In the present study, we investigated the chondroprotective effect of DEH in vivo in rats with collagen-induced arthritis (CIA) and interleukin-1β (IL-1β)-stimulated human chondrocytes in vitro.

Materials and Methods

Materials

DEH (DF: approximately 11.8% [w/w]) and HA (600-1,200 kDa) were manufactured by Seikagaku Corporation (Tokyo, Japan). DF and 10% neutral-buffered formalin were purchased from Fujifilm Wako Pure Chemical Corporation (Osaka, Japan). Distilled water was purchased from Otsuka Pharmaceutical Factory Inc. (Tokushima, Japan). Incomplete Freund’s adjuvant was purchased from Becton Biosciences (Franklin Lakes, NJ). Bovine type II collagen was purchased from the Collagen Research Center (Tokyo, Japan). Phosphate-buffered saline (PBS), TRIzol reagent, PureLink RNA Mini Kit, High-Capacity cDNA Reverse Transcription Kit with RNase Inhibitor, and Dulbecco’s Modified Eagle’s Medium (DMEM)/F-12 were purchased from Thermo Fisher Scientific (Waltham, MA). Fetal bovine serum (FBS) was purchased from Sigma-Aldrich (St. Louis, MO). TB Green Premix Ex Taq II was purchased from Takara Bio, Inc. (Shiga, Japan). Recombinant human IL-1β and enzyme-linked immunosorbent assay (ELISA) kits for human matrix metalloproteinase (MMP)-3 and MMP-13 were purchased from R&D Systems (Minneapolis, MN).

Animals

Female Dark Agouti rats (9-10 weeks old) were purchased from Japan SLC, Inc. (Shizuoka, Japan). The animals were housed in specific pathogen-free conditions at a room temperature ranging from 20 to 26 °C, humidity of approximately 50%, and a 12-hour light/dark cycle. Animal studies were reviewed and approved by the Institutional Animal Care and Use Committee of Seikagaku Corporation and were performed under an animal husbandry/management system in an appropriate environment for animal welfare.
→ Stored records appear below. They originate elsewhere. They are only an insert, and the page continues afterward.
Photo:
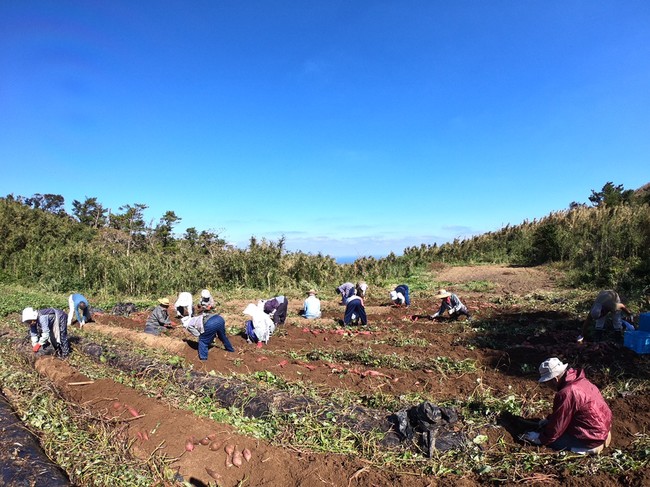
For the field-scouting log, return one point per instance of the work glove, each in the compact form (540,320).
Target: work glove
(531,437)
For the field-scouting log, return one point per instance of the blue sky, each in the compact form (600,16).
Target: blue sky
(351,127)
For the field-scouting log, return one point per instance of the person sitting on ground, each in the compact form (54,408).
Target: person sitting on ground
(184,305)
(451,304)
(206,302)
(159,318)
(581,420)
(362,289)
(400,296)
(205,327)
(260,327)
(49,325)
(311,306)
(355,311)
(79,308)
(607,303)
(345,290)
(276,308)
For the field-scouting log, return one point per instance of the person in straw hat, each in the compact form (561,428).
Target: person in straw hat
(581,420)
(451,304)
(400,296)
(159,318)
(311,306)
(607,303)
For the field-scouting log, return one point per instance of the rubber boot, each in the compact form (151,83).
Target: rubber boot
(598,336)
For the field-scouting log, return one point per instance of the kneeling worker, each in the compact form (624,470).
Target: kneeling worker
(581,420)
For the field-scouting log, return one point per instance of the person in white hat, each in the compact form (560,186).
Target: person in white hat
(451,304)
(581,420)
(184,305)
(362,289)
(207,301)
(607,303)
(311,306)
(400,296)
(346,290)
(48,325)
(277,308)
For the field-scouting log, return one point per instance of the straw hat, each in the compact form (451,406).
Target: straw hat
(551,368)
(442,294)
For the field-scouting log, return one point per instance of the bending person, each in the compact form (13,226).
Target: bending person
(205,328)
(80,309)
(355,311)
(49,325)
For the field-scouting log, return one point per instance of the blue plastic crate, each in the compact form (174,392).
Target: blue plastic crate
(639,341)
(644,322)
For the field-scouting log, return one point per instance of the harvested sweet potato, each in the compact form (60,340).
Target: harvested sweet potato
(213,473)
(237,458)
(215,445)
(247,454)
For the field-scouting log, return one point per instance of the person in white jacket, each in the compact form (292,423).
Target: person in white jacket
(260,327)
(184,305)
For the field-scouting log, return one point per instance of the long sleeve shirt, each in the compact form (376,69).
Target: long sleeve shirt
(451,304)
(312,307)
(158,317)
(578,410)
(262,323)
(194,325)
(77,299)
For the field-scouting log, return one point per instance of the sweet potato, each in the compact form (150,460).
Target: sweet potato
(215,445)
(213,473)
(247,454)
(237,458)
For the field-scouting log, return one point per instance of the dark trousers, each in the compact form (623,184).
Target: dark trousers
(404,289)
(281,313)
(355,307)
(215,325)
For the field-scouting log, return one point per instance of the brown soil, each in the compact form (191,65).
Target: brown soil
(507,364)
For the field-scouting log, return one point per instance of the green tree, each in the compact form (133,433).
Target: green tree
(163,231)
(130,221)
(611,195)
(90,212)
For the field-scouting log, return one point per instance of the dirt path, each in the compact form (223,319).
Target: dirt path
(401,354)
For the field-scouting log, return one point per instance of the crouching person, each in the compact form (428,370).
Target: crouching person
(205,328)
(260,327)
(581,420)
(451,304)
(48,325)
(355,311)
(79,308)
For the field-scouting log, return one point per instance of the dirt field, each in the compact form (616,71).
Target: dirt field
(515,326)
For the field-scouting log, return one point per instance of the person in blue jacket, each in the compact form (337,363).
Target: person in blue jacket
(48,326)
(355,311)
(80,309)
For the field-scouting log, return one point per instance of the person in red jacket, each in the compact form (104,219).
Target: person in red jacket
(581,420)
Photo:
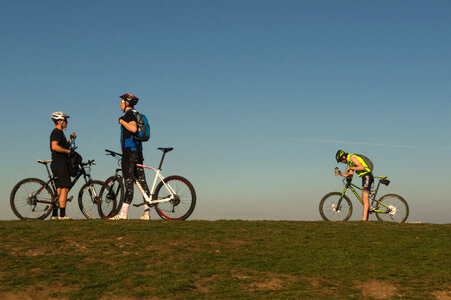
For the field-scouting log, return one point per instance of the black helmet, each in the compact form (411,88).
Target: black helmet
(132,99)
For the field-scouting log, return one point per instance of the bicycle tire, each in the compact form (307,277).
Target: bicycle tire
(89,198)
(327,207)
(111,197)
(179,209)
(398,209)
(24,199)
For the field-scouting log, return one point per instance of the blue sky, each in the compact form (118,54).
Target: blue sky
(255,96)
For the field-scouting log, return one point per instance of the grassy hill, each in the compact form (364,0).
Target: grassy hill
(96,259)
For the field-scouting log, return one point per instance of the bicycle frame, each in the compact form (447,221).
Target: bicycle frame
(51,181)
(372,196)
(158,175)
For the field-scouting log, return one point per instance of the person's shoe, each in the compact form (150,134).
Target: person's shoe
(118,217)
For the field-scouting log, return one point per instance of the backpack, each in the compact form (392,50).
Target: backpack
(367,161)
(75,160)
(143,133)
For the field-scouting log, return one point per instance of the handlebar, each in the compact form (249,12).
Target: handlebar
(89,163)
(112,153)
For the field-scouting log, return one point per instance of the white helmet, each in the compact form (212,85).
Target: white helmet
(59,115)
Induction and Treatment of CIA

The bovine collagen type II solution was emulsified by mixing it with an equal amount of incomplete Freund’s adjuvant. Rats were anesthetized with isoflurane inhalation and immunized by intradermal injection of the emulsion (0.05 mg/100 μL/site) at four sites on the back; this protocol results in an autoimmune reaction to collagen and the induction of arthritis. The normal control rats were non-treated or underwent the same procedures but were intradermally injected with physiological saline. Fourteen days after immunization, 50 μL of PBS, DEH (0.05-0.5 mg for dose-response analysis and 0.5 mg for other experiments), HA (0.5 mg), or a mixture of DF (59 μg, the same amount contained in 0.5 mg DEH) and HA (0.5 mg) was administered into the articular cavity of the knees of both hindlimbs under isoflurane anesthesia. DF was orally administered once daily from 14 to 21 or 28 days after immunization. The DF dose was set at 2 mg/kg, which is the same weight-adjusted dose of DF (maximum dose, 100 mg daily) prescribed for an OA or rheumatoid arthritis patient weighing 50 kg. DEH, HA, and the mixture of DF and HA were dissolved in PBS; DF was prepared in distilled water. Arthritis was induced in 81, 28, and 56 rats for joint swelling, histological, and gene expression analyses, respectively (see Supplementary Table S1-S6 for grouping). Forty-seven rats served as non-arthritic controls.

Histological Assessment

The rats were exsanguinated under isoflurane inhalation anesthesia, and the proximal end of the tibia at the hind limb knee joints was collected. Tissues were collected before immunization; at 7, 14, 21, and 28 days after immunization for a time-course study; and at 21 days after immunization for pharmacological evaluation. In the time-course study, the right knees of three rats were evaluated at each time point (Supplementary Table S1). In the pharmacological study, eight knees (the left and right knees of four CIA rats) per group were evaluated (Supplementary Table S2). In the non-arthritic control group, both knees of two rats were evaluated. Tissues were fixed in 10% neutral-buffered formalin and decalcified in formic acid formalin. The medial tibia was sectioned longitudinally and embedded in paraffin. The sections were stained with safranin O/fast green, and cartilage degeneration severity was scored according to the Mankin scoring system¹⁸ ( Table 1 ), with a slight modification: the “Tidemark integrity” category was scored 1 when the tidemark was destroyed. The effects of the test materials were evaluated in the anterior one-third of the tibial cartilage, where degeneration due to model progression was evident. Scoring was performed in a blinded manner.

Table 1.

Criteria for Histological Evaluation of Cartilage Degeneration (Mankin Scoring System).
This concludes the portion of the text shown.